Narragansett now ranks among the nation's Top 50 brewers after producing 65,000 barrels last year, including Porter, Bock, Summer Ale and Cream Ale brewed in Providence, R.I., itself. Its Oktoberfest, Summer Ale and flagship Lager all took home silver at the 2011 World Beer Championships and its beers are a fixture at the annual American Craft Brewers Festival in Boston. Short of building a new brewery in Rhode Island, it doesn't get more “back” than that.
A decade ago, Schlitz was some of the most foul malt liquor ever bottled.
Trapped in Pabst's dungeon of intellectual property, the brewery suffered a hard fall from its rise to glory that began in Milwaukee way back in 1849. In 1911, “The Beer That Made Milwaukee Famous” invented the light-blocking brown bottle that keeps light from spoiling beer to this day. It weathered prohibition, got through World War II as military-issued beer, introduced the 16-ounce can in 1954 and was the largest brewery in the world by 1970.
It was all downhill from there. As brewers grew, they began skimping on ingredients to cut costs and boost profits. Schlitz was no different and, by 1982, the brand and its weakened “Gusto” formula were sold to Stroh's.
"It was death to beer flavor by 1,000 cuts," Kyle Wortham, senior brand manager for Milwaukee-based Schlitz, told us in 2009. "It wasn't something you could recognize yearly, but over decades there's a hell of a difference from what you were drinking back then to now."

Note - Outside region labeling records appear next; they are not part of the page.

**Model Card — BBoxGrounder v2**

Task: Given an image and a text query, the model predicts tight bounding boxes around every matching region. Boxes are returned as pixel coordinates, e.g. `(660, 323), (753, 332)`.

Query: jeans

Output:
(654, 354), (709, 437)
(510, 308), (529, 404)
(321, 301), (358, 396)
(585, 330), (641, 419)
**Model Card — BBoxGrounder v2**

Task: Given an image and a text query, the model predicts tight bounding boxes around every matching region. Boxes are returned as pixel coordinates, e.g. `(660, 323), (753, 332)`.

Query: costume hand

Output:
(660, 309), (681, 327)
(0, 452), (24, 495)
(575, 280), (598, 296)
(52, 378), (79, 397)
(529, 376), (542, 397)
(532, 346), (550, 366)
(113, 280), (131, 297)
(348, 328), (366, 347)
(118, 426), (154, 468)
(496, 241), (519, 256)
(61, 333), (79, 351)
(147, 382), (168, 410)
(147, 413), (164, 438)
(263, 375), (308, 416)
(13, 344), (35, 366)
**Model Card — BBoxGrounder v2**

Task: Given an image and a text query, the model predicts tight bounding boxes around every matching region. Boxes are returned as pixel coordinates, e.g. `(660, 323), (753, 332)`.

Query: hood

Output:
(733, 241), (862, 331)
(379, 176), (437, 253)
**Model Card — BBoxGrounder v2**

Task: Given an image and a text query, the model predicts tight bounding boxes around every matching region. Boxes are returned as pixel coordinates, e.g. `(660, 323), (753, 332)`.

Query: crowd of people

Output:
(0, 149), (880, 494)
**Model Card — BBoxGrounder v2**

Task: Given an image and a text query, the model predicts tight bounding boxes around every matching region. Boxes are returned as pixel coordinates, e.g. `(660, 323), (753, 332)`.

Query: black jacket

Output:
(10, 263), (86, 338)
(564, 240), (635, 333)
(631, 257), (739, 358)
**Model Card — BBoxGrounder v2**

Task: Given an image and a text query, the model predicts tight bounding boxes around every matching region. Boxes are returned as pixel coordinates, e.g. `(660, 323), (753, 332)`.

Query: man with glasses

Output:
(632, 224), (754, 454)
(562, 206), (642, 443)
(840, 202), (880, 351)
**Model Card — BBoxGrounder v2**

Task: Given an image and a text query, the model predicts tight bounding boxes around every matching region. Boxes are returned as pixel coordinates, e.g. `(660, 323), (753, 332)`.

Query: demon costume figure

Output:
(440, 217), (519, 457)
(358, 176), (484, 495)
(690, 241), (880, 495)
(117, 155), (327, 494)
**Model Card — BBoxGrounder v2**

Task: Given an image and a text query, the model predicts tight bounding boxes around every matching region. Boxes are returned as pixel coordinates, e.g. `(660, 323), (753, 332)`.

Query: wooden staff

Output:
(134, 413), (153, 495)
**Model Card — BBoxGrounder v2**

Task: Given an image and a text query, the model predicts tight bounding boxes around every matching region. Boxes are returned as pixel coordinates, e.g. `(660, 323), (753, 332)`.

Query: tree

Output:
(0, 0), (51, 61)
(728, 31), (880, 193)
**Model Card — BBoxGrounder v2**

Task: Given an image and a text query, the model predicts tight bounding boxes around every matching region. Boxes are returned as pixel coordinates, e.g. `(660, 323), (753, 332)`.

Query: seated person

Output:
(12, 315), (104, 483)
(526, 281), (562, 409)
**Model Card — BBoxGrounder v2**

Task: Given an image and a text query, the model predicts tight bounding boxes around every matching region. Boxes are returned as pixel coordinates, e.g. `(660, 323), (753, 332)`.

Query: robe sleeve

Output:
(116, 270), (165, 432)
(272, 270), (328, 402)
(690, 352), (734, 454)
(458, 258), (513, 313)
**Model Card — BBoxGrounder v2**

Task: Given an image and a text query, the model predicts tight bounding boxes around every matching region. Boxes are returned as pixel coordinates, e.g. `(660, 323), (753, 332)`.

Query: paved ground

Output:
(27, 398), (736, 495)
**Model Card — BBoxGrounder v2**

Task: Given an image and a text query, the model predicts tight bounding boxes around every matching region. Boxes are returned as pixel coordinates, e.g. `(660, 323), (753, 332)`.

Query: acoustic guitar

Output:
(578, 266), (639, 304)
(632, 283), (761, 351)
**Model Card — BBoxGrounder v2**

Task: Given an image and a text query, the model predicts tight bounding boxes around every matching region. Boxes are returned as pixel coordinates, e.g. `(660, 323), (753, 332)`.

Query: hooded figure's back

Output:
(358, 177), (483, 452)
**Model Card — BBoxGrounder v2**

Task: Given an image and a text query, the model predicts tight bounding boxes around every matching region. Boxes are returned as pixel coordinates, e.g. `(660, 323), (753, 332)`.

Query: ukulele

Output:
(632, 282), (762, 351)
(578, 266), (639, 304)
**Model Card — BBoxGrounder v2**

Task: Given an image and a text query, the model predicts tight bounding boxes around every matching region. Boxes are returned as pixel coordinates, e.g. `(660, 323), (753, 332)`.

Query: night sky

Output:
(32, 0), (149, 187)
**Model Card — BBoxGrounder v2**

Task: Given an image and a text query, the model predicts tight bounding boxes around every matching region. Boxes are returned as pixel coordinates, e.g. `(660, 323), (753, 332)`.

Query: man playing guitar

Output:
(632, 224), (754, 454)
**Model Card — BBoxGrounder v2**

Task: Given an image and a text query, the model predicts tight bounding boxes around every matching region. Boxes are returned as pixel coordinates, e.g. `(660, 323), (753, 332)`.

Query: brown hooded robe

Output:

By 1999, the brand was so inactive that it was picked up by Pabst and held in malt-liquor limbo. There it would sit until 2007, when Schlitz brewmaster Bob Newman culled the confidential, unwritten recipe from the memories of former brewmasters and employees. With Pabst's blessing, Schlitz ranked up a promotional effort that included retro merchandise such as lawn chairs, bottle-opening belt buckles and nudie pens featuring Playboy's Miss December 1968, Cynthia Myers. Schlitz gunned for older men who remembered the beer's glory days, had been contacting the company about such a change for years and felt disenfranchised by the big brewers' youth movement and craft brewers' mature prices.
"People are just ready for a regular beer that has equity in a world that has all these boutique beers with citrus flavors, blueberry flavors and cans that turn blue when they get cold," Wortham said.
He wasn't wrong. The reviewers at BeerAdvocate have scored it an 81 of 100, with the consensus being that it's surprisingly good for a light lager. In fact, it's rated the highest among American Adjunct Lagers (those brewed with rice or corn), just edging out Narragansett. It's a great cheap beer, and a reminder that light lager wasn't such a bad style when the people making it actually cared about the beer they were brewing.
What motivates a Cincinnati kid such as Jim Koch to get brewing and help start a beer revolution with his Samuel Adams Boston Lager? Great Cincinnati beers such as those George Wiedemann used to make.
Wiedemann founded his Cincinnati brewery in Newport, Ky., just outside of Cincinnati in the late 1870s. It produced a crisp, clear brew known as Wiedemann Fine Beer and by the time Wiedemann died in 1890, it was the largest brewer in Kentucky.
Prohibition shut its doors in 1927, but by 1933 it was revived and well on its way to the 1 million barrels it would produce by 1967. Wiedemann's success eventually led to its sale to G. Heileman Brewing Co. of LaCrosse, Wis. Heileman shut down the Wiedemann brewery in 1983 and sold off the rights to the Wiedemann name. The beer bounced from a brewery in Evansville, Ind., in the late '80s and early '90s to Iron City maker Pittsburgh Brewing in the 2000s. When Pittsburgh Brewing filed for bankruptcy and reorganized in 2006, it jettisoned Wiedemann beer.
Fortunately, some beer lovers in Newport with a great sense of history picked up the brand and revived it as Geo. Wiedemann Brewing Co. two years ago. While they're only producing Wiedemann's Special Lager and a few seasonal beers – and not a whole lot of it – Wiedemann has at least found its way back to the Cincinnati drinkers who've loved it all along. It's not back to 1 million barrels, but it's not dead and gone, either.